Understanding Pain
Pain is one of the most common symptoms that lead a person to seek the help of a physical therapist or other health care professional. Physical therapists are experts in the management of pain.
Successful management of pain relies on an understanding of why someone feels pain. Although much is still being discovered about the sensation of pain, our understanding of how and why pain exists has changed over the past several decades.
A New Understanding of Pain
Pain was once thought to be an indicator of injury to body tissue; it is now known that pain also can be a warning signal designed to alert us to potential damage and to protect us from injury. As a result of this new understanding, we now know that feeling pain does not necessarily mean a physical injury has occurred.
When a tissue is injured or the potential for injury occurs (such as with an ankle sprain), special nerves called nociceptors send information toward the brain to warn of damage. The body responds in order to minimize damage (ie, sends pain signals to make sure the person doesn’t step on the affected foot), and to begin the healing process (ie, produces swelling to bring healing cells to the area).
However, we now know that injury-warning pain signals can increase or decrease based on specific situations. For example, if you sprain your ankle while trying to get out of a burning building, you may not be aware of your injury until you are safe, because the warning signals are overridden for a more important reason: survival. Science has shown that this decision to rank the importance of warning signals occurs in the brain, which has led to the conclusion that the sensation of pain is triggered by, and occurs in, the brain.
Science has also shown that no two human brains are alike. Therefore, it follows that each person’s pain experience will be unique—influenced by specific situations such as the one described above, as well as by a range of other factors that make each person’s life unique. These factors can include life experiences over time, psychological histories, living and work environments, and even the social structures in which we live. These past experiences can help to decrease pain in life-threatening situations, but can also increase pain in people with persistent or chronic pain.
Major Implications for Pain Management
The recent shift in the understanding of pain has several major implications. First, it changes the way a physical therapist may approach your care. In the past, many health care fields focused treatment on the healing of damaged tissue. Although this approach helped many people who had experienced an injury, others reported pain that lasted well beyond the time necessary for tissue to heal.
Based on the new evidence regarding pain, physical therapists are today using methods of treatment and of managing pain that do not solely focus on injured tissue, but also address other factors such as environment, stress, psychology, and social considerations that may be influencing the amount of pain experienced. This “brain and body” approach to the management of pain is an important shift that has occurred in response to the new and evolving understanding of the purpose and nature of pain.
Pain and Opioids
The misuse of opioids has become a public health emergency in the United States and beyond. The origins of the current crisis date back to the late 1990s, when the medical community had no evidence of the addictive properties of opioid-based pain-relief medications. As medical providers began to prescribe opioids more frequently, because they successfully eased pain in many patients, evidence of addiction began to surface.

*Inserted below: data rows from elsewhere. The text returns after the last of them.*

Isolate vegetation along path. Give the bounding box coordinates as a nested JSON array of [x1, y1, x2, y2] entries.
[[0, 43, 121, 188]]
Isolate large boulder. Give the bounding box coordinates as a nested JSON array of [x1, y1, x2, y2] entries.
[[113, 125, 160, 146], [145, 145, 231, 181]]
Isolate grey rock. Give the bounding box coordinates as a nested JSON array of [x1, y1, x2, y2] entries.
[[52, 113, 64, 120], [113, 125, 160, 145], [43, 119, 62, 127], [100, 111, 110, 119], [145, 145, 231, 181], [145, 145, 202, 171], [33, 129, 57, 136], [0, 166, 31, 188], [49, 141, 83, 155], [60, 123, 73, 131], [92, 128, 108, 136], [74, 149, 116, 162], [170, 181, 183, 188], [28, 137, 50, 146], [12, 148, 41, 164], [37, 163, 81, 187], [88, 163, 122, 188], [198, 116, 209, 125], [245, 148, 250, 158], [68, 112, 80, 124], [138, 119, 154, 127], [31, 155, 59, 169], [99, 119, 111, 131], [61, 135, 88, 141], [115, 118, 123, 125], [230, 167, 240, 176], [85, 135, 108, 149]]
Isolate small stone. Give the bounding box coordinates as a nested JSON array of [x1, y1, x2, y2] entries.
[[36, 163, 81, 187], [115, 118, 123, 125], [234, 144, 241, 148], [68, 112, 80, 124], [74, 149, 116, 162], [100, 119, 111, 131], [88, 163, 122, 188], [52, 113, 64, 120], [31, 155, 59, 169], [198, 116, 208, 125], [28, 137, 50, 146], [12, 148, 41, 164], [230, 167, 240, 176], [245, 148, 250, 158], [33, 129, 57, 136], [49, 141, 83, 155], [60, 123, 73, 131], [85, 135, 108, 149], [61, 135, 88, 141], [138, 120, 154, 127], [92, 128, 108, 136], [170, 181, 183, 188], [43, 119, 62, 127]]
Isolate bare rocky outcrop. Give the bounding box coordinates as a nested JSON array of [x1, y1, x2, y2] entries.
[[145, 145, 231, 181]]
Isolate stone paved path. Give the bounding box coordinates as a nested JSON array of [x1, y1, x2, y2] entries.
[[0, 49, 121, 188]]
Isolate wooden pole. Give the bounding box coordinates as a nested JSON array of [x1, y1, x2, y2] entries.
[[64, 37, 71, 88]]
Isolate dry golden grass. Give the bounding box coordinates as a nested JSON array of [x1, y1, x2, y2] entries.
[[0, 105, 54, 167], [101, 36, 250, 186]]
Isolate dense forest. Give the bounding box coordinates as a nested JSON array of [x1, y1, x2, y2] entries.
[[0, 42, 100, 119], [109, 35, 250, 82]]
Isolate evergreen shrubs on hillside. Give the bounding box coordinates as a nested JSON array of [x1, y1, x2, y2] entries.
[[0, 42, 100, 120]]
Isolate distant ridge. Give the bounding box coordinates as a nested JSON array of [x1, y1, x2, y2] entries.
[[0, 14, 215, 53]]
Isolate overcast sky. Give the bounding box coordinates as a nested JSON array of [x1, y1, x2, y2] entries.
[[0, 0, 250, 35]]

In response to the crisis, measures including better addiction prevention, treatment, and recovery services, better data, better pain management, better targeting of overdose-reversing drugs, and better research have been implemented. The crisis will likely have its solution in new approaches to the treatment and management of pain. Physical therapy is proving to be one of the safest methods of treating and managing pain.
For more resources on pain, and on the use of opioids for pain management, visit this website’s Health Center on Pain and our Health Center on Avoiding Opioid Use for Pain Management.
How Does it Feel?
We often use different terms to describe pain, such as sharp, burning, stabbing, or aching, but it is hard to know if you feel pain the same way your friends or family feel it. Not only is your experience of pain unique to you, it can change from day to day and situation to situation. Research shows that pain can be modified and can change for a number of reasons.
The latest science tells us 2 important facts:
- The amount or intensity of the pain you feel is not an indication of the amount or seriousness of a possible injury. In fact, there may be no injury present.
- The experience of pain can change; the pain felt today does not necessarily have to be the pain felt tomorrow.
How is Pain Science Education Used In The Clinic?
Pain science education is more than just information on the neurobiology and neurophysiology of pain passed along throughout your treatment sessions. In the field of physical therapy it has become synonymous with how the therapist listens, interacts, and talks with the patient…forming trust, relationship, and alliance. It also represents an effort to describe injuries and chronic pain in a more honest way, with the focus being on overall changes in how our brain and tissues interpret these pain “sensations” instead of older models that teach patients that the amount of pain they are in varies in intensity with how much “tissue damage” there is.
It may sound funny at first, but this information and behavior added into your therapy can be a strong foundation for a chronic pain patient to regain confidence in their body’s potential for movement and healing.